Descola’s narrative is social history of a frothy sort. After a brief discussion of social classes and Spanish administration in Peru, the author describes Lima, that “paradise for women, purgatory for men and hell for borricos.” Lima, Descola believes, was second only to Madrid in the Spanish Empire for its elegance. Well planned, the City of Kings in 1786 was divided into four sections, totaling 350 streets, 8222 houses, and thirty-three barrios. Its greatest problems were beggars, dust from unpaved streets and dried dung of animals, and the traffic jams created by horse-drawn coaches, mule-drawn calesas, and flocks of sheep, goats, mules, and llamas. Fortunately a nearby spring provided potable water for the city and made it unnecessary to rely on the polluted Rimac. In their architecture and furnishings Limeños adapted European styles—plateresque, classical, baroque, and rococo—but because of the devastating earthquake of 1746, rococo dominated in the latter half of the eighteenth century, particularly in the ornate paneling and furnishings of some homes. Still, except for the palatial residences of the wealthy and a few convents and monasteries, housing was inadequate and uncomfortable.
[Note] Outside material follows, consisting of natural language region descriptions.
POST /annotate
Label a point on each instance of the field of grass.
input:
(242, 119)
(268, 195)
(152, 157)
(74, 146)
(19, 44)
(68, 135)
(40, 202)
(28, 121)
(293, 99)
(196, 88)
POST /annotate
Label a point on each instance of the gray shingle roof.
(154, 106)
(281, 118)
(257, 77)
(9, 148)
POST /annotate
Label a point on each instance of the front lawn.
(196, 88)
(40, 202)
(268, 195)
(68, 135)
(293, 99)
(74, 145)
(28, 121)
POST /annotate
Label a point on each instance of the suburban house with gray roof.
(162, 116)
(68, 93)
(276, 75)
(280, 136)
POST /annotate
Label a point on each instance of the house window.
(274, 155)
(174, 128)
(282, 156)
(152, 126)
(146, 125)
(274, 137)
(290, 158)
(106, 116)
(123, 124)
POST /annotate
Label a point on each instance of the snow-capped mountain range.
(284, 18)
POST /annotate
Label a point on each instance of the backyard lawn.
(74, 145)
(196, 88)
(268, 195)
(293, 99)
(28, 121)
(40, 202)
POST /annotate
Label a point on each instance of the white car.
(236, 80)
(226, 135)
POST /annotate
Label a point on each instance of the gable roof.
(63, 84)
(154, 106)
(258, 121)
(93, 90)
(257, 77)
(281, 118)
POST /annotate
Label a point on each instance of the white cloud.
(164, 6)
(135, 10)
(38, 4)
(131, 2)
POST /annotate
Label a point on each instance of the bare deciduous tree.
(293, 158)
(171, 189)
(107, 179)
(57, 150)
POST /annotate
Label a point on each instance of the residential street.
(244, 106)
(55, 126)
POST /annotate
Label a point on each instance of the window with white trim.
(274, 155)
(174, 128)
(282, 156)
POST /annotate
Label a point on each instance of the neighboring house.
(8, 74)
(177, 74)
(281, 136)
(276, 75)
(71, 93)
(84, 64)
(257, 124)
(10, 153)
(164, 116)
Limeños preferred the public display of elegant clothes during promenades and carriage rides to the private amenities of good food and a comfortable home.

If Descola can be trusted, food and diet in Peru have changed little since the eighteenth century with puchero, pazucla, anticuchos, cebiche, and turón as standard items. Then as now Peruvians imbibed pisco and chicha. For amusement the people of Lima enjoyed corridas at Acho, religious processions, drama at the Coliseo de Comedias, and the interminable tertulias. What the author terms American Vergilianism (physiocratic lyricism) and satire were the most popular literary forms, while visual art was derivative of Spanish styles. For life at the viceregal court Descola relies on the myths and realities of Amat’s affair with la Perricholi. Trade and economic life, the military, the university, weights and measures, coinage, and clerical life also receive attention.

Intended for popular consumption, this book will appall the scholar, especially since footnotes and bibliography give the work scholarly pretension. Descola has used travelers’ accounts and a few scholarly monographs to good advantage, but otherwise he relies heavily on Ricardo Palma’s Tradiciones for evidence and color. In fact one finds it surprising that some of Descola’s interpretations hold up, particularly those concerning the reception of the Enlight enment, the reading of prohibited books, and the role of the Inquisition. The book is replete with factual errors. Buenos Aires did not become a viceroyalty in 1718 (p. 75) ; 82.4° F. is not the coldest day of the year for Lima (p. 195); the satirist, picaresque poet Guviedes must be Caviedes (p. 233); Huamanco and Lucanos are doubtless Huamanga and Lucanas (p. 217); Viceroy Castelforte was Castelfuerte (p. 190); ad infinitum. Equally frustrating is the author’s failure to document information or quotations. In sum, this work in no way measures up to the other volumes in the Daily Life Series by Louis Baudin on the Incas and Jacques Soustelle on the Aztecs, nor can it be compared with Irving Leonard’s sensitively wrought Baroque Times in Old Mexico.